We haven’t yet tried a free market
A discussion I had on facebook with my good friend Bryan about the Great Recession, plutocracy, free market capitalism, the role of government, and our current political state.
Bryan
This is an article summarizing The 15 best explanations for the Great Recession.
http://www.slate.com/id/2240858/
I’m anxious to hear the favored explanation from my conservative and libertarian friends! Do include any heterodox opinions not listed. Note, the author is a friend and former co-author of book with Robert R…ubin (former treasury sec under Clinton and now chairman of Citigroup).
Me
This article’s conclusion is that we need more regulation on big firms in the future. So you’re telling me that politicians can keep a company from failing better than the guys who built the company and have been running it all along? For all the large industries in the entire country? If a large company decides to take a risk, it is their own decision to make, and their own consequences to face. If the firm fails, another one will take its place.
Bryan
I think the deeper issue is what is to be done when the free market fails as spectacularly as it did in this case. You rather flippantly suggest letting the offending companies fail (e.g. almost every major bank in the US and Britain). Intellectual honesty requires you to consider the likely scenario had “politicians” not listened to the pleas of financial firms for a rescue package. That is, severe depression if not complete social and financial anarchy. I’m perfectly fine with a complete breakdown of Babylonian slave economy as you well know, but are you — and your ilk — really ready to brave such storm? I imagine the moment you felt any non-trivial curtailment of your materialistic desires you’d have pitch fork in hand screaming outside the doors of the nearest financial firm! There is a reason there is not a single industrial economy with a true free market, and that is that even sheople have limits on how much abuse they can tolerate!
Me
I disagree with the idea of using taxpayer money to support big businesses for the “common good.” I disagree with your statement that the free market model failed in this situation, since we don’t have a free market, as you admit near the end of your comment. The whole reason companies are able to become so gigantic is because of government regulations. In a truly free market, competition keeps monopolies at bay with no need for extra help from the government. In a free market, companies making poor decisions would get swept aside before they could ever become noticeable, let alone indispensable. With regards to the Great Depression, I postulate that one primary cause was the creation of the Federal Reserve, moving away from free market policies like the gold standard, and moving toward additional government regulation.
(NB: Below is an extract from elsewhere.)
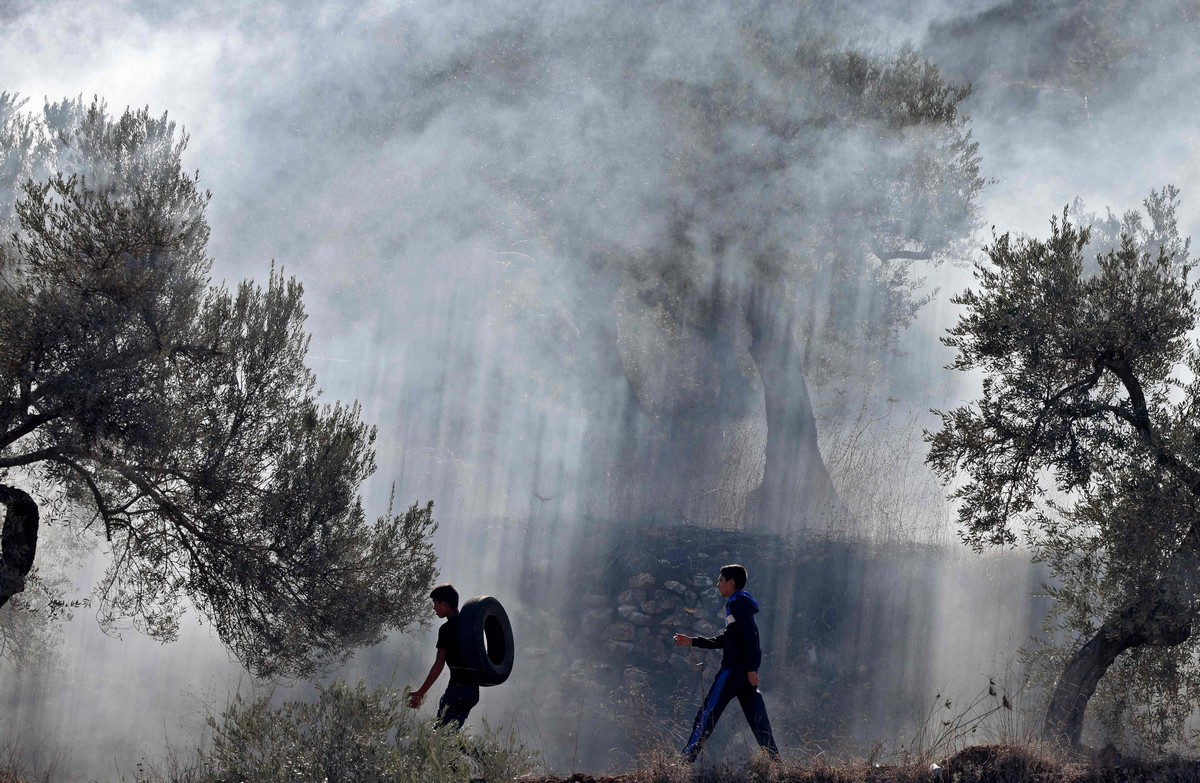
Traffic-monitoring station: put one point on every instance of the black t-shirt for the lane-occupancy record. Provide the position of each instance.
(448, 640)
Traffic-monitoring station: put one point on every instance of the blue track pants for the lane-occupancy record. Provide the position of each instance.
(726, 686)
I would indeed be upset if my hard-earned money disappeared out from under my nose with neither my consent nor ability to regain it. In fact, that is exactly what I’m upset about right now with regards to the bailouts, the social security system, various other govt. programs and the majority of the taxes I pay. We need to push harder for smaller government and minimized government involvement.
Bryan
You have to have an acute case of historical amnesia to not understand why markets were once free and are now shacked by the heavy hand of the government (tongue firmly in cheek). Look into the gilded age and robber barons, when the economy was completely in the hands of sociopaths like John D Rockefeller, Dale Carnegie and JP Morgan. This is the era when child slavery was widespread and inequality was downright Babylonian in scope! The free market being free and all permits monopoly unless an outside force (e.g. god or government) intervenes. In an economy that is not so dominated by speculative finance and labor-powered-industrialization (like a Jeffersonian agrarian egalitarian Utopian, which I’m quite fond of incidentally) I would be completely supportive of the libertarian model of social and economic order. But within the current context it’s really nothing more than childish fantasy if not a peculiar strain of masochism.
Lastly, we both know the Federal Reserve is not a government agency – it was created by and is owned by some of the largest banks it’s intended to regulate and serve. And your right about baleful role it played in the great depression, among other factors. I think libertarians and liberals ought to unite in recognizing the destruction caused by banks throughout our history. We should start by abolishing the Fed and then instituting public funding of elections, so the precious free market is not subverted by campaign donations. But in doing either of these things you are really talking about a second revolution in American, so if your primary concern is sustaining and augmenting your materialistic lifestyle you should tone down the myopic libertarian rhetoric, and come to terms with the prevailing order.
Me
Interesting that you refer to Rockefeller and Carnegie (I assume you meant Andrew), two prominent philanthropists, as sociopaths. It is true that some of their business methods were underhanded, but can you discount the huge economic and industrial strides our country took because of the bold maneuvering of these captains of industry? Why is it that, as soon as the great “American dream” is fulfilled by a lone man who stands and achieves, he is denounced and hated? Why crave incompetence and mediocrity? Companies guilty of Enron-ian foul play are the vast minority. It may indeed be a fantasy to hope for a free market in the current political and economic context, but it strikes me as extremely fatalist to stick with what we have only to avoid ruffling any feathers.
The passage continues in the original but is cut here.